Thanks for your question.
While most debts are dischargeable in bankruptcy, not all debts are. Student loans, child support, and some debts where the debtor (person declaring bankruptcy) acted in bad faith are non-dischargeable in Chapter 7 bankruptcies.
If this associate were to declare bankruptcy, you would have a strong argument that he acted in bad faith, meaning that he engaged in a fraudulent manner. The bankruptcy court could refuse to grant him a discharge -- without a discharge, his creditors (including you) can continue to collect against the amounts he owes you.
Additionally, if he tries to transfer assets to his wife/relatives within 2 years of declaring bankruptcy, then the bankruptcy trustee can sue his to recover these transfers.
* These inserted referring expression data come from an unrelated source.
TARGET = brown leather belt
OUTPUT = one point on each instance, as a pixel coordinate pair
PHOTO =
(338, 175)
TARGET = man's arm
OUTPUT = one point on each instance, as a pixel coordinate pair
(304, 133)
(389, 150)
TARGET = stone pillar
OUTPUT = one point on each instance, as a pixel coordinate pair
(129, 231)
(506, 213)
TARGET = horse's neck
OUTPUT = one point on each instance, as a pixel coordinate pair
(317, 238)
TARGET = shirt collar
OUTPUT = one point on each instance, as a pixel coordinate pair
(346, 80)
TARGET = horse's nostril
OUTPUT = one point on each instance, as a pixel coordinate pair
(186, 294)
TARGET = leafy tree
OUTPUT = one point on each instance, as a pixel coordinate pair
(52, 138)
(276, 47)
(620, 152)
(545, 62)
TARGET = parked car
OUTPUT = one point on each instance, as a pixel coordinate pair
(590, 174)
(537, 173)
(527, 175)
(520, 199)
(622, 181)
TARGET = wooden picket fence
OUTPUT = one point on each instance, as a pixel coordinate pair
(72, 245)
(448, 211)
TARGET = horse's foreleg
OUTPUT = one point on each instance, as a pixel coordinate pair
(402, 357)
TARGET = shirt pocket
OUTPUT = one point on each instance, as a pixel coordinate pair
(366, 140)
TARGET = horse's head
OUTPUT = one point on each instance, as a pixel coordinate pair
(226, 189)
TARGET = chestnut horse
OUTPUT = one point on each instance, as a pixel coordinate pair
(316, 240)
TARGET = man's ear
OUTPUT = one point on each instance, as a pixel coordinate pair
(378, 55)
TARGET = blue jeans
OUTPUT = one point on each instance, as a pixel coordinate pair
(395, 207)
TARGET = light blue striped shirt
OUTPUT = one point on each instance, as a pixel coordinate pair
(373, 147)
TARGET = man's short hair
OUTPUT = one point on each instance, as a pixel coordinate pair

Any proceeds recovered from the trustee's lawsuits would go to fulfill the debts owed to unsecured creditors.
In bankruptcy, a debtor's IRA/401k is generally exempt from collection actions. However, if the associate transferred funds into a retirement account just prior to filing for bankruptcy, then the bankruptcy trustee may be about to re-collect that money.
Outside of bankruptcy, you can place a lien on any property he owns, garnish his bank accounts, or his wages from an employer. These are the three main ways to collect on a court judgment.
In short, outside of bankruptcy, there are several ways to collect on a judgment. However, if the associate declares bankruptcy, he won't get very far because you have a strong bad faith argument. Nevertheless, dealing with the bankruptcy could may prove time-consuming and expensive for you. If you can settle this issue with the associate soon, it might be your best course of action.